The memorial proposal comprises of a subtle intervention on the banks of the River Severn intended to engage the visitor through a route of existing paths within the local landscape. The proposal represents a contemplative and interactive connection reflecting the gravity and context of the African slave trade and the journey to the unknown.
The intervention comprises of a series of 8 long narrow open-air passageways divided by a series of tall weathered steel walls. Spaced just over one and a half metres and rising from 3 to 4 metres, each passage denotes a solitary and confined journey.
This reflects a strong resonance with the corridors and passages within the slave forts of West Africa (Senegal / Ghana), where the journey of enslavement often began.

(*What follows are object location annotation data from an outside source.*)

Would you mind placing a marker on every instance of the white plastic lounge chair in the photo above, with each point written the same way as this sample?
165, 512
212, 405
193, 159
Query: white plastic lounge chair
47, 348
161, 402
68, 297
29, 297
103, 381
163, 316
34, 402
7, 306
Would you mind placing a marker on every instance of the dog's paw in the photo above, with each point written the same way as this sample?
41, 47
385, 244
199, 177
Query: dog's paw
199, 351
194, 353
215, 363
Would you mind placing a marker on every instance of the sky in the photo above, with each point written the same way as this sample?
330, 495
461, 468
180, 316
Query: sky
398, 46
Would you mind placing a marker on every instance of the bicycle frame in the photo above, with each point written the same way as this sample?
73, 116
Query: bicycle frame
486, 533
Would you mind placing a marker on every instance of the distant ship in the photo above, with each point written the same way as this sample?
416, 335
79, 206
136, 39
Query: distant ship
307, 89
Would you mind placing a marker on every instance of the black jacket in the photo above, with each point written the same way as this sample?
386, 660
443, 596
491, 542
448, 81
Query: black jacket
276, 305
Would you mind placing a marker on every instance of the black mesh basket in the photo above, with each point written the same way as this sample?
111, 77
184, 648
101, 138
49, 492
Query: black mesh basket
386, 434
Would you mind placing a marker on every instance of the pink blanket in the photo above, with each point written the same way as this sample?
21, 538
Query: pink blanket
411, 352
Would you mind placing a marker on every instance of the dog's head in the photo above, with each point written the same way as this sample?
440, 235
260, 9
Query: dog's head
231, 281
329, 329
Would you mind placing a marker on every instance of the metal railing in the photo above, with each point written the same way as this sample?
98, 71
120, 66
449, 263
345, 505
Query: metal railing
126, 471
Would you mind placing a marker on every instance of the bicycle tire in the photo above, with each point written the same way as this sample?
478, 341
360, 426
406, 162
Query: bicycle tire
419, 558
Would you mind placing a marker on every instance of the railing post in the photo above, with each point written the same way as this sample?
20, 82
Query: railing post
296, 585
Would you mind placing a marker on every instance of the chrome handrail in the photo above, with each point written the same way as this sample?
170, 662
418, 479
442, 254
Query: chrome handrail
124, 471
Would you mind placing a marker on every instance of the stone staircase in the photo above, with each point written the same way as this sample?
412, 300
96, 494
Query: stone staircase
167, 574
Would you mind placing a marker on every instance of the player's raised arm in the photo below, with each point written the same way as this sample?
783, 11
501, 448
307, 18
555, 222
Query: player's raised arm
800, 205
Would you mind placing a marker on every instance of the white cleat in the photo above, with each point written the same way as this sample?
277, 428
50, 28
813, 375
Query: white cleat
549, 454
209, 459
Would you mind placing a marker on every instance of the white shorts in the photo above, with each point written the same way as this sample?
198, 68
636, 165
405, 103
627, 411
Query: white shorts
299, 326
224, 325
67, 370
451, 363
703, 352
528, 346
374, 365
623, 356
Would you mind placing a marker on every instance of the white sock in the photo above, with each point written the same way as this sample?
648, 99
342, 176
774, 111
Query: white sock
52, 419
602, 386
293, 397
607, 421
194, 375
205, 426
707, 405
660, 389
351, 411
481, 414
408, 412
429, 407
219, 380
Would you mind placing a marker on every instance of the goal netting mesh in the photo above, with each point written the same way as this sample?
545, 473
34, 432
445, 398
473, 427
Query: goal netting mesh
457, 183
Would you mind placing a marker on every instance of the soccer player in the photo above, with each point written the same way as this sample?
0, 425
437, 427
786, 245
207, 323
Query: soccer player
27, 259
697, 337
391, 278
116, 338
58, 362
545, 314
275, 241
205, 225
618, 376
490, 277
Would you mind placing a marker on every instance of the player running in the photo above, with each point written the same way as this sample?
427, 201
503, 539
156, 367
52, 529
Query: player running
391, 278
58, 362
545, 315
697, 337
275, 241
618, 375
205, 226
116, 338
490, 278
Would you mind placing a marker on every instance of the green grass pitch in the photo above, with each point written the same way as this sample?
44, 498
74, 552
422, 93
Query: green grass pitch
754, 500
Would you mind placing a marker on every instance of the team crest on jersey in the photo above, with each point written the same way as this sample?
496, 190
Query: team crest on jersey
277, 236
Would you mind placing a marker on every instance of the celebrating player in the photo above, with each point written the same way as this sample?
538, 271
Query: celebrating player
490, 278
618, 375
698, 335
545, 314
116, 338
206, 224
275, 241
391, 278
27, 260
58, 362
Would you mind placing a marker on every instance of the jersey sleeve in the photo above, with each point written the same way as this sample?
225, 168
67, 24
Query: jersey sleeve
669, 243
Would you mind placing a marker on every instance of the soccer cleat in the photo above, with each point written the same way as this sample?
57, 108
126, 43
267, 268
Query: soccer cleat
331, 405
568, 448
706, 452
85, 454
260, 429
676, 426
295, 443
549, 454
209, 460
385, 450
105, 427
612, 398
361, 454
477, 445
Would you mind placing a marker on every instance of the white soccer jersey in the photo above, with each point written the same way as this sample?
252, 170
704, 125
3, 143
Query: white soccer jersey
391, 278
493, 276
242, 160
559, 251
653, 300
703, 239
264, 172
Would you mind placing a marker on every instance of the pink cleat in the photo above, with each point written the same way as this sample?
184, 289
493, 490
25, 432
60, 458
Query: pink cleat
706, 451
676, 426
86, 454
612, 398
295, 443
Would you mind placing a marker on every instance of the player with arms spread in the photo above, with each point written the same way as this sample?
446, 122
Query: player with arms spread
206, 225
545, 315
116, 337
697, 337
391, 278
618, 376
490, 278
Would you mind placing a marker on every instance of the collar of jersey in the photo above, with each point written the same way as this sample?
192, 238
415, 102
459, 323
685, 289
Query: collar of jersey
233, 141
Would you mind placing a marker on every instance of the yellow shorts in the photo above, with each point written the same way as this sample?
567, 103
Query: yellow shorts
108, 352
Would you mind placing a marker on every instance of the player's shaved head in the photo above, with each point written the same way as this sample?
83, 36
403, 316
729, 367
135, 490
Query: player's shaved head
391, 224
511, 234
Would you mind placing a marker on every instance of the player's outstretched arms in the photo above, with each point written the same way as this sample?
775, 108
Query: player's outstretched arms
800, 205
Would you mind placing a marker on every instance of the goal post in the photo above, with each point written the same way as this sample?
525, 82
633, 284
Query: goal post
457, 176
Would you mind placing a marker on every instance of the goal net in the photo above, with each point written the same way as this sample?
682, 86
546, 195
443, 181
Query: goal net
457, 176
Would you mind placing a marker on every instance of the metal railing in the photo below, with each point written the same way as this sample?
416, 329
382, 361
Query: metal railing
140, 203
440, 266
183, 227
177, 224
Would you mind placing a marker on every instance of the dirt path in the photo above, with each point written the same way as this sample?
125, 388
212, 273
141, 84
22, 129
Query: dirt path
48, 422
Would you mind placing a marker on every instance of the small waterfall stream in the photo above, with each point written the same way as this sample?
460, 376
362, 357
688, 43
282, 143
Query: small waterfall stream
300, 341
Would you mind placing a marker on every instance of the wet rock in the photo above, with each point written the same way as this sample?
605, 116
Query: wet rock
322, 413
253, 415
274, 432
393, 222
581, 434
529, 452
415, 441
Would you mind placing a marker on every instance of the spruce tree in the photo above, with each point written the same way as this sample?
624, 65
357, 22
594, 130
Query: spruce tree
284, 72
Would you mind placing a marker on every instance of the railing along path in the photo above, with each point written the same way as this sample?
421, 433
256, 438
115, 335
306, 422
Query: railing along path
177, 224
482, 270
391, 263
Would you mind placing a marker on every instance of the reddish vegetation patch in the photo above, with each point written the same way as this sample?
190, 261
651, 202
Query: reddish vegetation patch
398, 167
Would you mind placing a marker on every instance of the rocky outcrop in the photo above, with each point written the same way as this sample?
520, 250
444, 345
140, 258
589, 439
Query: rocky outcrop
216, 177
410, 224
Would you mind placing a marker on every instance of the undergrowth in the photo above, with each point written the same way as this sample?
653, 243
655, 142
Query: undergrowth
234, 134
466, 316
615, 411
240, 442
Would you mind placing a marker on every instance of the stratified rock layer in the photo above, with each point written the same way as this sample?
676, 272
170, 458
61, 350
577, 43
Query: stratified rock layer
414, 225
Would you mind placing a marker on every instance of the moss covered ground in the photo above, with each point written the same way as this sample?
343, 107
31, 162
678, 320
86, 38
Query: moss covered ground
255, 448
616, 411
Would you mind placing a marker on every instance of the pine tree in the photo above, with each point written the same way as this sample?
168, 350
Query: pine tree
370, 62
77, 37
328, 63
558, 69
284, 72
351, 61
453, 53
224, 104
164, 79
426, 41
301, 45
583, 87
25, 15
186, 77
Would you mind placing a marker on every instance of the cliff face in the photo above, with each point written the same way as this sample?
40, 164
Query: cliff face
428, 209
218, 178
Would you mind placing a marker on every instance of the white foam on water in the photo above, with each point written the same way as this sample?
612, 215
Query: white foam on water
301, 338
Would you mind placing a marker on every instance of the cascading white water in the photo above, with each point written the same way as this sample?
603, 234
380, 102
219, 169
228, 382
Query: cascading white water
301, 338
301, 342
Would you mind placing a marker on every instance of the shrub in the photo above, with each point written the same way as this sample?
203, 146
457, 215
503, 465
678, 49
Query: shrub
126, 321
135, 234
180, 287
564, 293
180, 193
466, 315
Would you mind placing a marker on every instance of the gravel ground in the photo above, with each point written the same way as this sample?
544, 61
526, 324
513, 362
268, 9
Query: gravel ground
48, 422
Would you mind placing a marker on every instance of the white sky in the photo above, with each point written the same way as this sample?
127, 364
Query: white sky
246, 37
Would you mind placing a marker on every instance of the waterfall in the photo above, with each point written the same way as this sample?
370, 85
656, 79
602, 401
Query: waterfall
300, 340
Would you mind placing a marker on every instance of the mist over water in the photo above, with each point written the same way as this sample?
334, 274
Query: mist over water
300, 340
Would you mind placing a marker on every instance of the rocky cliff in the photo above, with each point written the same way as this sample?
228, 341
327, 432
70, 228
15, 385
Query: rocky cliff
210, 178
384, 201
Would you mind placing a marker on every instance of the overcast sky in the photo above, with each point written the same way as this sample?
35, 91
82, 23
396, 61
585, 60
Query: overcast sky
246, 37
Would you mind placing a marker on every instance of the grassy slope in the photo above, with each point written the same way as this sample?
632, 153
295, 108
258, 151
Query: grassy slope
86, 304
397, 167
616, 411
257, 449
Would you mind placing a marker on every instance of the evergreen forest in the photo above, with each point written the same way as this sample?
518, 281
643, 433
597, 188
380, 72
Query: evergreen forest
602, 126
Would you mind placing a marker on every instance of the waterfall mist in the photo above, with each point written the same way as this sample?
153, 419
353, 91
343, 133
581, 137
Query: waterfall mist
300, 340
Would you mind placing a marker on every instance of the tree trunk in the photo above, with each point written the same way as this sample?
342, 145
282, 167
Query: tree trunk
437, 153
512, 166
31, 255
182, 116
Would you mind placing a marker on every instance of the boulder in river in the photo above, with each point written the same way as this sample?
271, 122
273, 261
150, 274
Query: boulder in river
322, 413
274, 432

The passage walls lead to an interior chamber and oversail a dark central sunken void at the core of the space articulating the central element of the memorial and an enduring sense of loss. This not only recalls a reference to the brutal cargo hold of the transatlantic slave ship but also the legacy of lost freedom, identitiy and origins.
The intervention culminates through the continuation of the passage walls that present a series of framed views over the River Severn and a backdrop to a space for gathering and reflection. Each framed view is just over a metre wide and gives a fixed view towards the Bristol Channel, an important maritime threshold point for embarked and returning slave vessels.